If you think you can train people out of racism, sexism, or any other sort of bias, you should consider the German police. Because the anti-bias training they receive goes far beyond what any American company or university has ever offered, and it is not working.
"The German police get more anti-racist training than the general population, and have ended up more racist."
"Because the anti-bias training they receive goes far beyond what any American company or university has ever offered, and it is not working."
There's a possible fallacy here.
When modern armies in Europe introduced steel helmets, the numbers immediately and very clearly showed a massive spike in head wounds. People concluded there must be something wrong with these helmets - there must be some counterintuitive aspect of their design that actually made it more dangerous to wear a helmet than not. Clearly they were fragmenting on impact, or making soldiers more visible, or... something!

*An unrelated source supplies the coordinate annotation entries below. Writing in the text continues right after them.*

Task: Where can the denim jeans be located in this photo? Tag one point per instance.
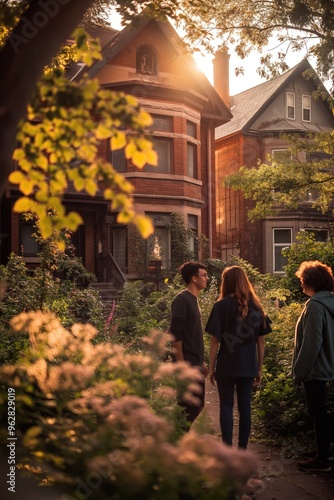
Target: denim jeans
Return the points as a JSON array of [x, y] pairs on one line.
[[315, 394], [226, 386]]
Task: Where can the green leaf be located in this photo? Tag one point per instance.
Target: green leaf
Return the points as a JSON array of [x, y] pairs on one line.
[[24, 204]]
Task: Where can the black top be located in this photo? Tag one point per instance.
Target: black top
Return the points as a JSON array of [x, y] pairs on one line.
[[186, 326], [237, 355]]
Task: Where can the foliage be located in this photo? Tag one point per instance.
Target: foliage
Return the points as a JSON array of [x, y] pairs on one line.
[[252, 25], [70, 296], [304, 248], [282, 185], [280, 416], [59, 146], [98, 411]]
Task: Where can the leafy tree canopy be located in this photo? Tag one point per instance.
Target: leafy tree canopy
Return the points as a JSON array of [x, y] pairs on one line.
[[33, 32]]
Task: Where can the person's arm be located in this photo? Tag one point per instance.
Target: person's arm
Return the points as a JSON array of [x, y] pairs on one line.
[[260, 357], [214, 344]]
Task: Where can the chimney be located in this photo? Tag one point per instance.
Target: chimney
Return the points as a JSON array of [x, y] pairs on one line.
[[221, 74]]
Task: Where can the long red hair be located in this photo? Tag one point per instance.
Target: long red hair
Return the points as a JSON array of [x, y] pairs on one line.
[[235, 282]]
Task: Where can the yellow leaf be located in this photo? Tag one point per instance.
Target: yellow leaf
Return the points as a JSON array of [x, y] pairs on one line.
[[73, 221], [79, 183], [16, 177], [124, 217], [45, 226], [24, 204], [27, 186], [91, 187], [152, 158], [102, 132], [130, 150], [118, 141], [139, 159]]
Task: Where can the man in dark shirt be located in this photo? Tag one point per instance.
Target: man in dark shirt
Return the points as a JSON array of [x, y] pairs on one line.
[[186, 327]]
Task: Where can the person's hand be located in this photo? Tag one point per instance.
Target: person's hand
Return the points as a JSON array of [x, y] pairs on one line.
[[257, 380], [212, 377], [205, 370]]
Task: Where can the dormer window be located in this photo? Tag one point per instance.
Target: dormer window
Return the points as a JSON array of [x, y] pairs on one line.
[[146, 62], [290, 105], [306, 108]]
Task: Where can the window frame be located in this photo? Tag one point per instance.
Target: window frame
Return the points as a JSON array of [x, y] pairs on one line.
[[192, 170], [151, 67], [280, 245], [304, 108]]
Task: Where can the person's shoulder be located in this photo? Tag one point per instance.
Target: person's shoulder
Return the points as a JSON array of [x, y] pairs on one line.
[[225, 302], [183, 296]]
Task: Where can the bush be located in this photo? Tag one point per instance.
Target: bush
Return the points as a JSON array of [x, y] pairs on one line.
[[42, 290], [305, 248]]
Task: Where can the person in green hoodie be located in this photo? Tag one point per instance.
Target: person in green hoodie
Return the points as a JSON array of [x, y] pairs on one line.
[[313, 358]]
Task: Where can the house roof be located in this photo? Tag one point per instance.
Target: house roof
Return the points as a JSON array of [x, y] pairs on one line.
[[248, 105], [112, 42]]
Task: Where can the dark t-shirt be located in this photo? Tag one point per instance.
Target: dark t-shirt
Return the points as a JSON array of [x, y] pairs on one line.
[[237, 355], [186, 326]]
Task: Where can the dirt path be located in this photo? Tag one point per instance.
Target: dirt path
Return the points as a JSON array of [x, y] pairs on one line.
[[281, 477]]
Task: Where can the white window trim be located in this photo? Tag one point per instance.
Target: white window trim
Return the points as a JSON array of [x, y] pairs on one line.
[[279, 150], [282, 245], [303, 107]]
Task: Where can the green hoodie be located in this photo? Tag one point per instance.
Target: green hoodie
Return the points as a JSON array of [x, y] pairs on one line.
[[313, 357]]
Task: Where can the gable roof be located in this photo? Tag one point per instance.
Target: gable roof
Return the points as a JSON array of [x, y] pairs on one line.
[[113, 42], [248, 105]]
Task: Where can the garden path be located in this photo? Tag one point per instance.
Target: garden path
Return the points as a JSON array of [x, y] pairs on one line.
[[281, 477]]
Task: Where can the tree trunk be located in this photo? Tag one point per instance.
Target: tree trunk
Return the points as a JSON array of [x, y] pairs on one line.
[[42, 29]]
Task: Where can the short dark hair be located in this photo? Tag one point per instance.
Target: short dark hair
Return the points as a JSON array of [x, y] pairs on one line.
[[190, 269], [316, 275]]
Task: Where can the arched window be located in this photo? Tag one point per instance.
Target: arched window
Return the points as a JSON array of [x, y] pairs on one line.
[[146, 62]]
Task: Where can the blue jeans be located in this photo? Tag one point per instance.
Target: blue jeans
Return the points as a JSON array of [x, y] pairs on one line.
[[226, 386]]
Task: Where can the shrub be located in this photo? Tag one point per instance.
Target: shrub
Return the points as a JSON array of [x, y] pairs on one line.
[[42, 290]]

...except that what was actually happening is that a portion of the people who had previously been being outright KILLED by bullets and shell shrapnel and listed as fatalities, were now being listed as wounded. The numbers of head wounds went up, because fatalities went down.
Similarly, there may be some degree of reporting bias going on here. The German numbers might seem high, but that might simply be because they have more accurate reporting than we do, precisely because of their obsession with fighting Nazism. Their training could actually be having a massive effect, we're just not recognizing that fact because the final number of "reported" Neo-Nazis is higher than elsewhere, even while the actual ratio might be lower.

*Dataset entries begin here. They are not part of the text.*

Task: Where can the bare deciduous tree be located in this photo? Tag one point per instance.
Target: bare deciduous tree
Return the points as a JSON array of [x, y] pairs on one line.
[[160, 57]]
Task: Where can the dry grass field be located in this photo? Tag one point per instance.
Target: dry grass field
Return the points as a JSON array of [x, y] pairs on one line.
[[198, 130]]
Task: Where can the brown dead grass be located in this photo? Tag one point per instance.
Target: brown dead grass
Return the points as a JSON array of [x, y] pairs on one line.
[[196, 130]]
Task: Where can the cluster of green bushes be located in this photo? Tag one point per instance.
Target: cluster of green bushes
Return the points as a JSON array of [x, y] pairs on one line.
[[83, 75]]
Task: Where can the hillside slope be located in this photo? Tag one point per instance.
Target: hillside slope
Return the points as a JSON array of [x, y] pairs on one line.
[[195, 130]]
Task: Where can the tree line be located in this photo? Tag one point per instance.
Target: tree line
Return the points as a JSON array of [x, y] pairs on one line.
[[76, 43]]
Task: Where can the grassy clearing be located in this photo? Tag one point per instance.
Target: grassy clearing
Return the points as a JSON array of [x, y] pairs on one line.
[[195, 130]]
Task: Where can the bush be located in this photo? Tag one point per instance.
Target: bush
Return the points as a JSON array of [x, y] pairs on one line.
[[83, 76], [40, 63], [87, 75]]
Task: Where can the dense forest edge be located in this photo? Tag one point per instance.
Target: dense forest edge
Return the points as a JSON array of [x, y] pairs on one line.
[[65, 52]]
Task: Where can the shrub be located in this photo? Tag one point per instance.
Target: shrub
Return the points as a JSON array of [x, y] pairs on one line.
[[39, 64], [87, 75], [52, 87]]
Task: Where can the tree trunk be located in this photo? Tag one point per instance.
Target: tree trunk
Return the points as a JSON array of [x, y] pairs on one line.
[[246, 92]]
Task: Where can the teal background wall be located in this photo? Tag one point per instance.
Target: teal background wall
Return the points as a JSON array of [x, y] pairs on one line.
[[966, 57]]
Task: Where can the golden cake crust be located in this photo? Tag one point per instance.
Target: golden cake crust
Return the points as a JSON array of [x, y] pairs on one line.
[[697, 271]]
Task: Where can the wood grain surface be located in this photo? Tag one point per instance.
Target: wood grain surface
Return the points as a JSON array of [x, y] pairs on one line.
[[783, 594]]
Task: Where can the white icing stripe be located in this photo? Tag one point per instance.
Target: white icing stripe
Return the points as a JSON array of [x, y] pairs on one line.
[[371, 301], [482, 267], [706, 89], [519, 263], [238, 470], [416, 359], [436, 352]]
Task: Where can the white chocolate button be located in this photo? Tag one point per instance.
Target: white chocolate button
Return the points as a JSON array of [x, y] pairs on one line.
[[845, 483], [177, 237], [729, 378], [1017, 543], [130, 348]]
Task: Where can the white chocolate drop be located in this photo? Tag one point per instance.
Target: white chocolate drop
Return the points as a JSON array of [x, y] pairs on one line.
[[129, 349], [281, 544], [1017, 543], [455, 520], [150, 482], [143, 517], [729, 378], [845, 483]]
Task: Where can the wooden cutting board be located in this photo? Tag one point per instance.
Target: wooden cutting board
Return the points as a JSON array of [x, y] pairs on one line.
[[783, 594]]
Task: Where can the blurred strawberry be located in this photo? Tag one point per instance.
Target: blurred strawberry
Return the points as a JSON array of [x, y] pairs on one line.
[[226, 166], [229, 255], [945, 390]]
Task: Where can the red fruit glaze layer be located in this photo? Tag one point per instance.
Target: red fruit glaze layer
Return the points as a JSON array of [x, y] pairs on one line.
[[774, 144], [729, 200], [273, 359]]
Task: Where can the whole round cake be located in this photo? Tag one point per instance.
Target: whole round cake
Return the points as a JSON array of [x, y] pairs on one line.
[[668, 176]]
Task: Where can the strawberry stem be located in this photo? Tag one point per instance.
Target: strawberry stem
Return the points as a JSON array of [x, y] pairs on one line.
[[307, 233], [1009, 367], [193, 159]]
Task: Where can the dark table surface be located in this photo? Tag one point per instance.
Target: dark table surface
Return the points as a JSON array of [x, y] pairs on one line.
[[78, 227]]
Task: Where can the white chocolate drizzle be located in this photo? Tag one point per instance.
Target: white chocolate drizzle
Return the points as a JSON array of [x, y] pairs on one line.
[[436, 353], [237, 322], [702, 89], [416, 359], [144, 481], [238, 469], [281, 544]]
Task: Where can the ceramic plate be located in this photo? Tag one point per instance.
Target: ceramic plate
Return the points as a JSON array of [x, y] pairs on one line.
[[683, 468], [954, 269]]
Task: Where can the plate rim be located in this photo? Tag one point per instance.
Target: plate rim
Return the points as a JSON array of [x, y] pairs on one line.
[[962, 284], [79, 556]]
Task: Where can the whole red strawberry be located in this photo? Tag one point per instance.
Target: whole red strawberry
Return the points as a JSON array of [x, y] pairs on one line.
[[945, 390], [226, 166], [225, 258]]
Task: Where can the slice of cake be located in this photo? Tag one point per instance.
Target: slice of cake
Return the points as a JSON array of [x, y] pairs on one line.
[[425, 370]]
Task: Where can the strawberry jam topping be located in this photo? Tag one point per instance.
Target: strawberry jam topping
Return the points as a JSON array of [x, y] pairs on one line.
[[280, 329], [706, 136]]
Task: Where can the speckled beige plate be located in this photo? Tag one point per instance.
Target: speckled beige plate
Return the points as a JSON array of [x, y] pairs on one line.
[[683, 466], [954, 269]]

Wikipedia informs me that in 2019, Germany had 322,400 police officers.
If they've only found 203 Neo-Nazis total among their numbers, that works out to a mere 0.06% of all officers in their force being Neo-Nazis.
Meanwhile, the United States in 2018 had 686,665 police officers. Do you honestly think only 0.06% of them (a mere 412 officers) were secretly Fascists? Because my intuition is that the percentage would actually be MUCH higher - by at least an order of magnitude. (Even a number like 4,120 such officers seems low!)
I think the odds are overwhelmingly good that we have a much bigger problem with Neo-Nazis in the ranks of our police force, we just have far worse reporting and aren't aware of how bad the situation actually is. And I think the same "obsession" with combating Neo-Nazis that led the Germans to introduce their training also leads them to be far better at uncovering and removing those Neo-Nazis than we are. Their numbers may only seem "high" because they're actually bothering to look.
In line with my comment on Jim Jordan and thought-terminating cliches, it does occur to me that programs to denazify the German police might be more effective if they included thought-terminating cliches such as, "if we catch you saying these things, you'll be fired with no appeal." But, of course, liberals want not only to create a society where there's less racism, but one where there's lots of sincere, authentic, deeply-held anti-racism and also less reliance on coercion and punishment, especially arbitrary, no-appeal punishment. This is the sort of contradiction that's pretty much inherent in liberalism, and means liberalism always looks a little awkward, defensive, and on the back foot. I say all this is a liberal--it just goes with the job.
That said, since I'm sure John is already aware of these sorts of issues, I'm wondering what are his suggestions as to what we should do about racism etc. Your post seems to suggest you have some in mind. I'm quite open to any idea that isn't "let's ignore them and they'll wither with time"--which is too much of a gamble on at best even odds, and certainly didn't work on creationism (although, as you pointed out a while back, doing nothing about creationism also didn't make it worse).